OYSTER BAY, N.Y.—Perhaps the death of traditional pay-TV has been exaggerated. That is one possible take away from a new report from ABI Research that finds despite the growth of video streaming platforms, the worldwide pay-TV market is expected to see a rise in subscribers by 2024 that would surpass 1.1 billion.
ABI’s report does not argue the fact that streaming is impacting the pay-TV market, particularly in North America, where cable, satellite and IPTV services in the region lost 1.2 million subscribers in the first quarter of 2019. A big reason for the rise in popularity of streaming services is the availability of high-speed broadband and a multitude of streaming services, according to ABI.
However, the popularity of streaming services varies from region to region depending on price points, content choices and stability of video delivery across different platforms, and in many emerging markets traditional pay-TV services remain the top choice.

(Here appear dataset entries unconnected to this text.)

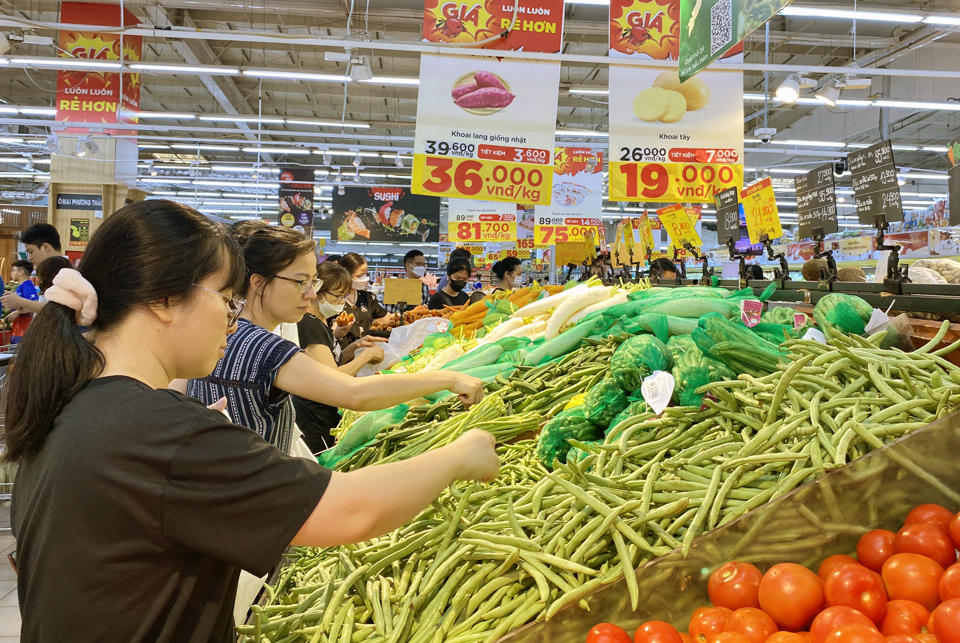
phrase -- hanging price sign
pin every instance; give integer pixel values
(678, 225)
(691, 182)
(550, 230)
(760, 209)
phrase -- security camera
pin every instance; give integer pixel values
(765, 134)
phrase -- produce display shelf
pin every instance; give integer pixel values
(817, 520)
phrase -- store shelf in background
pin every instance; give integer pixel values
(817, 520)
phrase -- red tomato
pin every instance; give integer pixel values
(833, 617)
(950, 583)
(913, 577)
(935, 515)
(857, 587)
(830, 564)
(946, 621)
(856, 633)
(904, 617)
(707, 622)
(754, 624)
(608, 633)
(735, 585)
(927, 540)
(656, 632)
(875, 547)
(955, 530)
(792, 595)
(786, 637)
(732, 637)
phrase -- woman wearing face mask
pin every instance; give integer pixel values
(316, 339)
(509, 272)
(260, 371)
(136, 507)
(458, 273)
(362, 304)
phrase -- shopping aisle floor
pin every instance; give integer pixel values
(9, 609)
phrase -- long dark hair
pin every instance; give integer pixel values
(145, 252)
(268, 249)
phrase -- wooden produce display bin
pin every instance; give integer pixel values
(817, 520)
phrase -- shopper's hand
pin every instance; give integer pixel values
(339, 332)
(470, 389)
(478, 456)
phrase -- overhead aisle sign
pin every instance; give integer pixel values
(576, 200)
(485, 129)
(669, 141)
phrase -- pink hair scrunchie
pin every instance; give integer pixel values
(70, 289)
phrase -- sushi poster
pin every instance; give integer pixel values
(385, 214)
(295, 207)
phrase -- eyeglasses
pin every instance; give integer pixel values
(235, 306)
(305, 284)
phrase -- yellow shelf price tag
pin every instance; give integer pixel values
(667, 182)
(678, 225)
(485, 180)
(760, 208)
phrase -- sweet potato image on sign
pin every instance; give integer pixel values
(485, 97)
(486, 79)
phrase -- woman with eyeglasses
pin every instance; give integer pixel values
(315, 420)
(136, 507)
(260, 371)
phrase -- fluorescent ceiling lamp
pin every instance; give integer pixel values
(186, 69)
(275, 150)
(63, 63)
(812, 12)
(294, 75)
(391, 80)
(241, 119)
(173, 115)
(916, 104)
(291, 121)
(203, 146)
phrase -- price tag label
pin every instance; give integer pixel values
(760, 208)
(750, 311)
(482, 227)
(678, 225)
(482, 179)
(666, 182)
(549, 230)
(657, 390)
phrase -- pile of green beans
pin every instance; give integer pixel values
(484, 560)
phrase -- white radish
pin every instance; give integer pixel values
(615, 300)
(541, 306)
(571, 306)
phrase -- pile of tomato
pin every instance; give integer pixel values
(902, 587)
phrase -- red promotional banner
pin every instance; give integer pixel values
(95, 96)
(538, 25)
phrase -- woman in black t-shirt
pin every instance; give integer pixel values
(316, 339)
(458, 272)
(361, 303)
(135, 506)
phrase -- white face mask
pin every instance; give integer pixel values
(328, 310)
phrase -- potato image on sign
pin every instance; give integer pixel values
(481, 93)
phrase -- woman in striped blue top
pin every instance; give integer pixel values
(260, 371)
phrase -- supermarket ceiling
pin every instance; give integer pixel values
(380, 113)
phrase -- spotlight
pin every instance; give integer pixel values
(829, 93)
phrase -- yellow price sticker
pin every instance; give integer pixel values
(678, 225)
(760, 209)
(667, 182)
(485, 180)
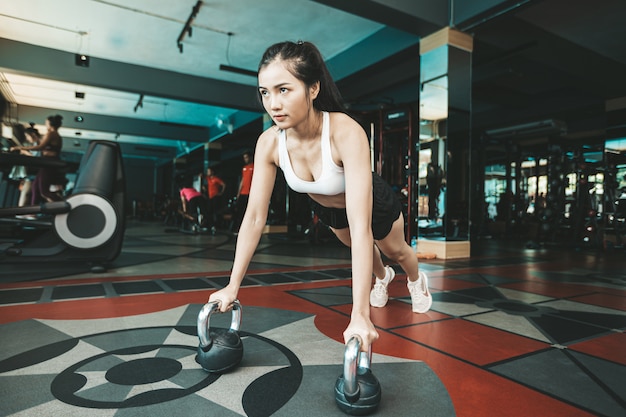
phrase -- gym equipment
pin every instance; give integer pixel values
(357, 390)
(220, 350)
(87, 226)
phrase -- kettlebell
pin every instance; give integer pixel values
(220, 350)
(357, 390)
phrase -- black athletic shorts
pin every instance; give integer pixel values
(385, 210)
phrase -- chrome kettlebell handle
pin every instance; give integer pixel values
(353, 360)
(205, 315)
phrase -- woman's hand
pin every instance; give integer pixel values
(361, 326)
(226, 297)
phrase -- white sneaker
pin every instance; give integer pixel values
(378, 295)
(420, 296)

Another way that pay-TV providers are looking to compete with streaming services is by offering their own live streaming services for lower costs compared to traditional TV packages. Other attempts include the deployment of Android TV set top boxes to integrate streaming and pay-TV services. The use of these kind of set top boxes are becoming popular in emerging markets as well.

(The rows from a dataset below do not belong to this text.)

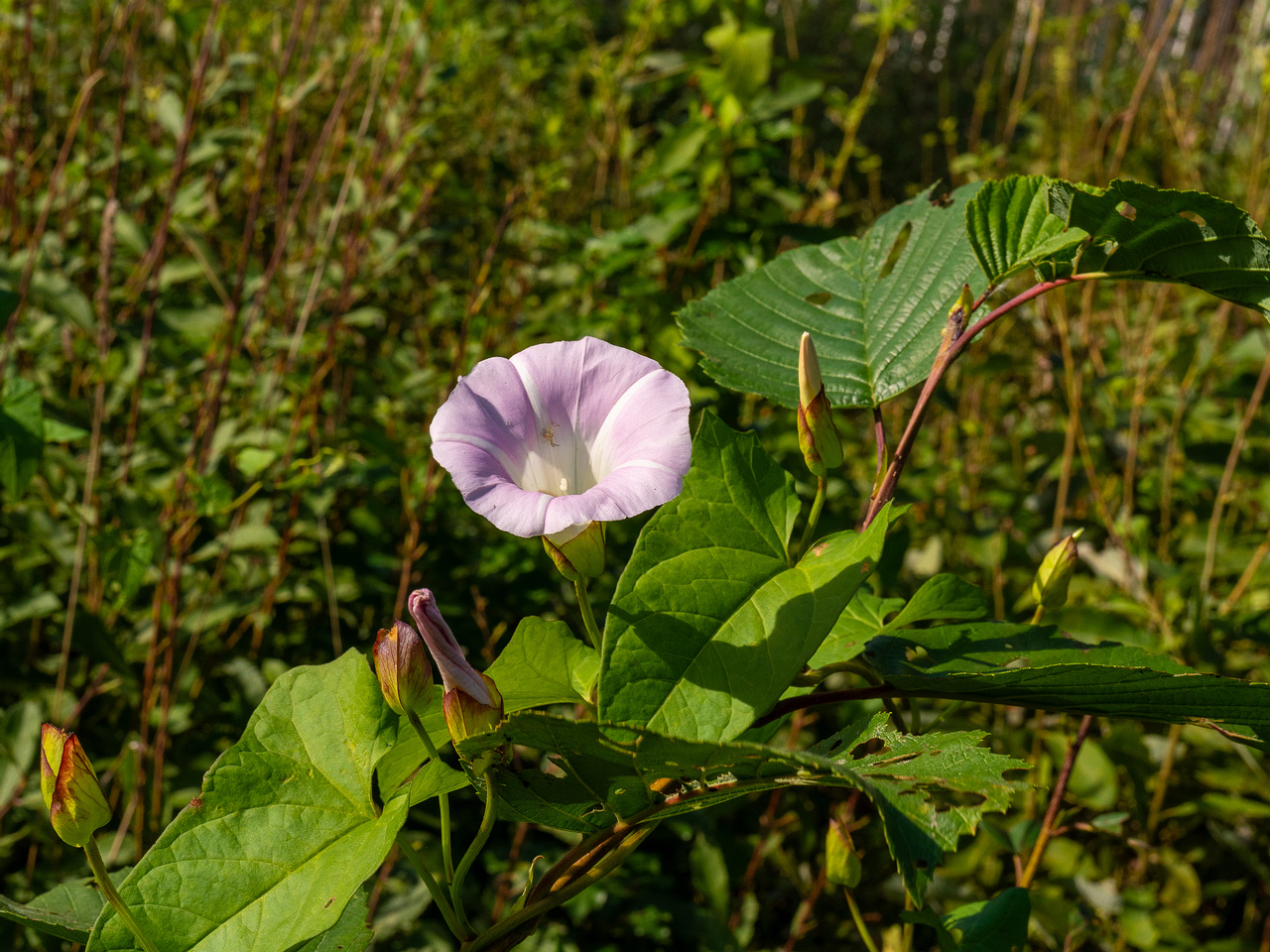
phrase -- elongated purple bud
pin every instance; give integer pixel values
(817, 435)
(403, 669)
(445, 652)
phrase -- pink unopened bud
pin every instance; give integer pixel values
(76, 806)
(817, 435)
(445, 652)
(466, 716)
(403, 669)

In addition, analytics is a contributing factor to pay-TV services ability to keep and grow its customer base. “Analytics solutions based on artificial intelligence and machine learning algorithms can provide comprehensive insights on content consumption, prediction of churn, etc., which is valuable for content recommendation, improving user interface and proposing best-fit packages to customers to prevent or reduce subscriber loss,” said Khin Sandi Lynn, an ABI industry analyst.